CD4⁺CD25⁺ regulatory T cells can be induced by activation of human CD4⁺CD25– PBMCs. (a) Schematic for generation of regulatory cells from CD4⁺CD25– cells, including a typical FACS plot with percentages for activated CD4⁺CD25– cells before sorting. Cells were incubated on plate-bound Ab (Y) for 24 hours and then transferred to a new well without Ab for 9 days. (b) Dot plots showing CD4 versus CD25 staining on CD4⁺ PBL before and after sorting with CD25 MACS microbeads. (c) Percent of CD4⁺CD25⁺ cells over time when CD4⁺CD25– cells were stimulated with plate-bound anti-CD3/soluble anti-CD28 or media. (d) Proliferation and suppression of freshly isolated CD4⁺CD25– T cells by CD4⁺CD25⁺ cells, which were generated by activating CD4⁺CD25– PBMCs with plate-bound anti-CD3/soluble anti-CD28 for 3 or 10 days. (e) Western blot analysis of FoxP3 expression on day 3 or day 10 after activation of CD4⁺CD25– T cells. Control cells were 293T cells transfected with a human FoxP3 cDNA clone. These data are from one experiment and are representative of six separate experiments with a suppression range of 60–95%.

Figure 4

Activation-induced CD4⁺CD25⁺ regulatory T cells are cell-contact dependent and cytokine independent.
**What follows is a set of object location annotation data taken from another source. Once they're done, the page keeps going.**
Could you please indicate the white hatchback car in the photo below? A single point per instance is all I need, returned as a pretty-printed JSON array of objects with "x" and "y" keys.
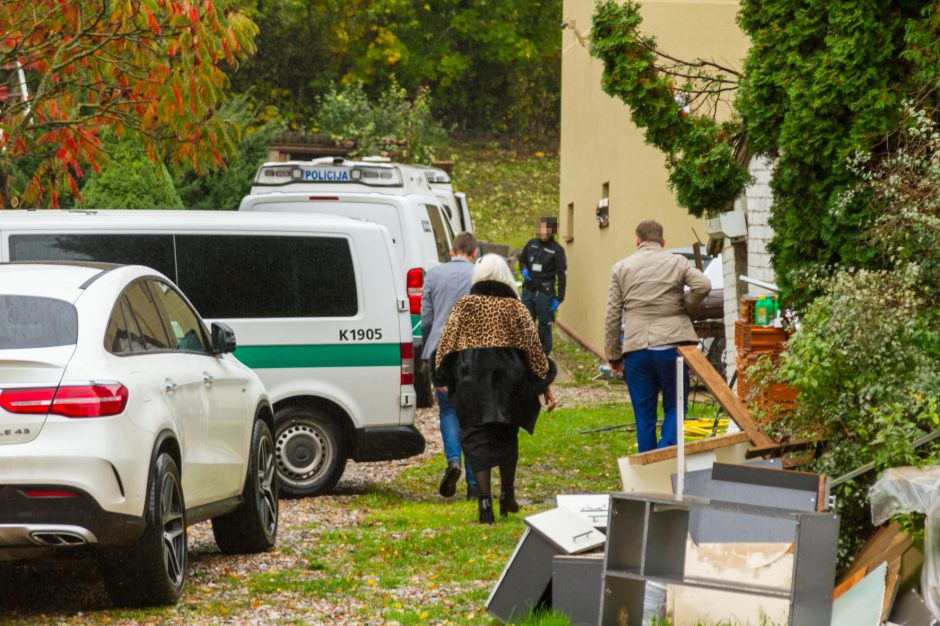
[{"x": 123, "y": 421}]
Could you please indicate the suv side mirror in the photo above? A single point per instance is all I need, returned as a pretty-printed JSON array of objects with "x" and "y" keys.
[{"x": 223, "y": 338}]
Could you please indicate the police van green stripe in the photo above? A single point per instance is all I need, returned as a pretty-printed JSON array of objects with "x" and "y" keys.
[{"x": 316, "y": 303}]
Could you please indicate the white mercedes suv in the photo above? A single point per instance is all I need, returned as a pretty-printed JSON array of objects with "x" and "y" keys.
[{"x": 122, "y": 421}]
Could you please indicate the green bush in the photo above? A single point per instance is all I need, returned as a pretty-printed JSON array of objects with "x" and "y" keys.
[
  {"x": 866, "y": 352},
  {"x": 391, "y": 125},
  {"x": 224, "y": 188},
  {"x": 129, "y": 179}
]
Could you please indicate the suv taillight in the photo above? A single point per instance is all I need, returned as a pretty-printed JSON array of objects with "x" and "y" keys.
[
  {"x": 415, "y": 285},
  {"x": 407, "y": 364},
  {"x": 91, "y": 400}
]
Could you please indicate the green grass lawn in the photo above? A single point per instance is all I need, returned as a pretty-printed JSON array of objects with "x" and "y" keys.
[
  {"x": 507, "y": 189},
  {"x": 410, "y": 536}
]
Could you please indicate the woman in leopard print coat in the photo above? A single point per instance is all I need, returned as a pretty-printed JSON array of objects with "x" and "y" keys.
[{"x": 491, "y": 362}]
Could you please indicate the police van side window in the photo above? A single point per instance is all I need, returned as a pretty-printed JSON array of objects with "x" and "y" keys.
[
  {"x": 440, "y": 234},
  {"x": 250, "y": 276},
  {"x": 154, "y": 251}
]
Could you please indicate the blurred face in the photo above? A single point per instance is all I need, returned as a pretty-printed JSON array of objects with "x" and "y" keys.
[{"x": 545, "y": 231}]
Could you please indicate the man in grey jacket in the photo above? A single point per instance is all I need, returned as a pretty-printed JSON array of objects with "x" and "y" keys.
[
  {"x": 443, "y": 286},
  {"x": 648, "y": 301}
]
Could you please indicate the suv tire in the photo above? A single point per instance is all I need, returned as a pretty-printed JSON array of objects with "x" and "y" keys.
[
  {"x": 310, "y": 448},
  {"x": 152, "y": 571},
  {"x": 252, "y": 527}
]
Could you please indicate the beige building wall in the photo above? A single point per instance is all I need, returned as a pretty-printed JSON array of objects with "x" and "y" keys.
[{"x": 600, "y": 145}]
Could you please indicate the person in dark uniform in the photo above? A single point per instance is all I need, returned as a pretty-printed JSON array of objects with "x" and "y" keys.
[{"x": 543, "y": 266}]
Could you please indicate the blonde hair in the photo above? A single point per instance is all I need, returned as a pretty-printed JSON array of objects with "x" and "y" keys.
[{"x": 493, "y": 267}]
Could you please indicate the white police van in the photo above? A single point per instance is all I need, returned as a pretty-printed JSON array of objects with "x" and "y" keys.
[
  {"x": 454, "y": 202},
  {"x": 316, "y": 304},
  {"x": 397, "y": 196}
]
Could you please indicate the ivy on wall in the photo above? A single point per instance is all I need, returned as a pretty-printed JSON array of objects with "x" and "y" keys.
[{"x": 821, "y": 81}]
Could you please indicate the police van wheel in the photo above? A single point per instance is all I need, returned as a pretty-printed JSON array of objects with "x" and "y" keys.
[
  {"x": 310, "y": 448},
  {"x": 423, "y": 394}
]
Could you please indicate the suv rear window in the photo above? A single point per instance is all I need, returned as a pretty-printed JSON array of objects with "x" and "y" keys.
[{"x": 34, "y": 322}]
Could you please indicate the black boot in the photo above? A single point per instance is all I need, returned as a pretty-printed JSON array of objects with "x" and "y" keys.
[
  {"x": 449, "y": 481},
  {"x": 507, "y": 502},
  {"x": 485, "y": 505}
]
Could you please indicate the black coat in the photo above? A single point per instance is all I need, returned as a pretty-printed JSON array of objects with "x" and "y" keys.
[{"x": 493, "y": 385}]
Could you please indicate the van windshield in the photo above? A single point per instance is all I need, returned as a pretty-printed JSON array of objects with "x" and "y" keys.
[{"x": 383, "y": 213}]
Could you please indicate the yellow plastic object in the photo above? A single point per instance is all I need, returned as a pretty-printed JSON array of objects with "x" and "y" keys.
[{"x": 704, "y": 427}]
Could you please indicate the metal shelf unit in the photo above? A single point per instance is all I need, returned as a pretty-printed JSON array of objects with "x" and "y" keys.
[{"x": 646, "y": 541}]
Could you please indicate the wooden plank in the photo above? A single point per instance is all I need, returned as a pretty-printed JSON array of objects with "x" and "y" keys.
[
  {"x": 779, "y": 449},
  {"x": 723, "y": 394},
  {"x": 694, "y": 447},
  {"x": 887, "y": 543}
]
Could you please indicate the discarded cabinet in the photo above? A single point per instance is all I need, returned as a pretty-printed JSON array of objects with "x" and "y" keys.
[
  {"x": 524, "y": 583},
  {"x": 647, "y": 541},
  {"x": 576, "y": 587}
]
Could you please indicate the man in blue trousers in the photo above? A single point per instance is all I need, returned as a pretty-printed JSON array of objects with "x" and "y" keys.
[
  {"x": 443, "y": 285},
  {"x": 648, "y": 301}
]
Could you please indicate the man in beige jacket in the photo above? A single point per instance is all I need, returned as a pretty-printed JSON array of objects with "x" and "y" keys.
[{"x": 648, "y": 301}]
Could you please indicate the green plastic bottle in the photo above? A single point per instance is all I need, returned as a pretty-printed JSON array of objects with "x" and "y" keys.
[{"x": 763, "y": 311}]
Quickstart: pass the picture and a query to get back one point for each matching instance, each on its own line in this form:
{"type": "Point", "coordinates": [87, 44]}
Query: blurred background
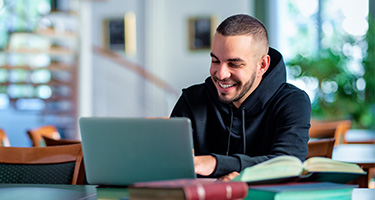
{"type": "Point", "coordinates": [63, 59]}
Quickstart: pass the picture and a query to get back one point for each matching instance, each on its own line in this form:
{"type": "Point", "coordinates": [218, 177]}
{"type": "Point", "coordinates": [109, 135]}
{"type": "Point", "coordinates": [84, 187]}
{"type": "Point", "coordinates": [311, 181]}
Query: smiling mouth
{"type": "Point", "coordinates": [226, 85]}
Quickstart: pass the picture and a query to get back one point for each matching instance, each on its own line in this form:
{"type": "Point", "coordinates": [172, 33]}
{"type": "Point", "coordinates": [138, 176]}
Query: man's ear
{"type": "Point", "coordinates": [264, 63]}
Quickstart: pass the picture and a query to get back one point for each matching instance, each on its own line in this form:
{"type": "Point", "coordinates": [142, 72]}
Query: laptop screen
{"type": "Point", "coordinates": [122, 151]}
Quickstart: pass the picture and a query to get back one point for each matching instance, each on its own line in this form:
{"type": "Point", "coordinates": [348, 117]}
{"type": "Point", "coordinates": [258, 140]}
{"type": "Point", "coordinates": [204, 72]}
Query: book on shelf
{"type": "Point", "coordinates": [298, 191]}
{"type": "Point", "coordinates": [189, 189]}
{"type": "Point", "coordinates": [283, 169]}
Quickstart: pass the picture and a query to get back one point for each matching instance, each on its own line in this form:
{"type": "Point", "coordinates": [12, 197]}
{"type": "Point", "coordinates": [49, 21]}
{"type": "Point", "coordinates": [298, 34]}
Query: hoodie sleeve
{"type": "Point", "coordinates": [292, 123]}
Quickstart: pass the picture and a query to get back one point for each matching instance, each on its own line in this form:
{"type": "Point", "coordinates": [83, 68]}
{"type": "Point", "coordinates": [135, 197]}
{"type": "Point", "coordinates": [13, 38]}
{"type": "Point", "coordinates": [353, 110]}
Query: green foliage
{"type": "Point", "coordinates": [338, 96]}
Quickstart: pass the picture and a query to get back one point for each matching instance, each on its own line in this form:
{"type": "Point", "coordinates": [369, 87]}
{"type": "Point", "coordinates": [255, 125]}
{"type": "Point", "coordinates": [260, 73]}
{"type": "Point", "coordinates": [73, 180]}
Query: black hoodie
{"type": "Point", "coordinates": [274, 120]}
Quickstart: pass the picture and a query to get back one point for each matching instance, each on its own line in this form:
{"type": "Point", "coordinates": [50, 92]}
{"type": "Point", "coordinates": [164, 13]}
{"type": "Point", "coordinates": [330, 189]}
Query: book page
{"type": "Point", "coordinates": [320, 164]}
{"type": "Point", "coordinates": [279, 167]}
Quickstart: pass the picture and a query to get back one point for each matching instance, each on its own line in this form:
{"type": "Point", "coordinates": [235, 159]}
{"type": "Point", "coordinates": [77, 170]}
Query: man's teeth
{"type": "Point", "coordinates": [225, 85]}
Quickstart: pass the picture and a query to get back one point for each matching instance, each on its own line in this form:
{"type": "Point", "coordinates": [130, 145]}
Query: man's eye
{"type": "Point", "coordinates": [234, 65]}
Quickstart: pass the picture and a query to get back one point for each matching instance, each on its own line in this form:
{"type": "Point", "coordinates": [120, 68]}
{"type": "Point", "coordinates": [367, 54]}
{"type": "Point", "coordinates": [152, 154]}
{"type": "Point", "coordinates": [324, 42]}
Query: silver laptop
{"type": "Point", "coordinates": [122, 151]}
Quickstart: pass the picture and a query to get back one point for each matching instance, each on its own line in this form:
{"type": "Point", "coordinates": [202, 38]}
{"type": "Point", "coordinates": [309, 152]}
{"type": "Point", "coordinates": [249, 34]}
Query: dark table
{"type": "Point", "coordinates": [47, 192]}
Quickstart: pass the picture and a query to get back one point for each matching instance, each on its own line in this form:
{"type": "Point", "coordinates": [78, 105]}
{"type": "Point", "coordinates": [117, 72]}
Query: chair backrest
{"type": "Point", "coordinates": [52, 142]}
{"type": "Point", "coordinates": [4, 141]}
{"type": "Point", "coordinates": [330, 129]}
{"type": "Point", "coordinates": [42, 165]}
{"type": "Point", "coordinates": [321, 148]}
{"type": "Point", "coordinates": [36, 135]}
Proliferation and suppression of freshly isolated CD4⁺CD25– T cells by CD4⁺CD25⁺ (a, left panel, and b) or CD4⁺CD25– (a, right panel) cells, which were generated by activation CD4⁺CD25– PBMCs with plate-bound anti-CD3/soluble anti-CD28 for 14 days. (a) CD4⁺CD25⁺ and CD4⁺CD25– cells from the same culture were sorted and cultured alone, together with freshly isolated CD25– cells, or separated by a transwell. Sorted cells are indicated in bold type and freshly isolated cells in normal type. (b) Cells were cultured in the presence of 10 μg/ml anti–IL-10, anti-TGF-β, or an isotype control Ab (RIgG2a). These data are from one experiment but are representative of two separate experiments.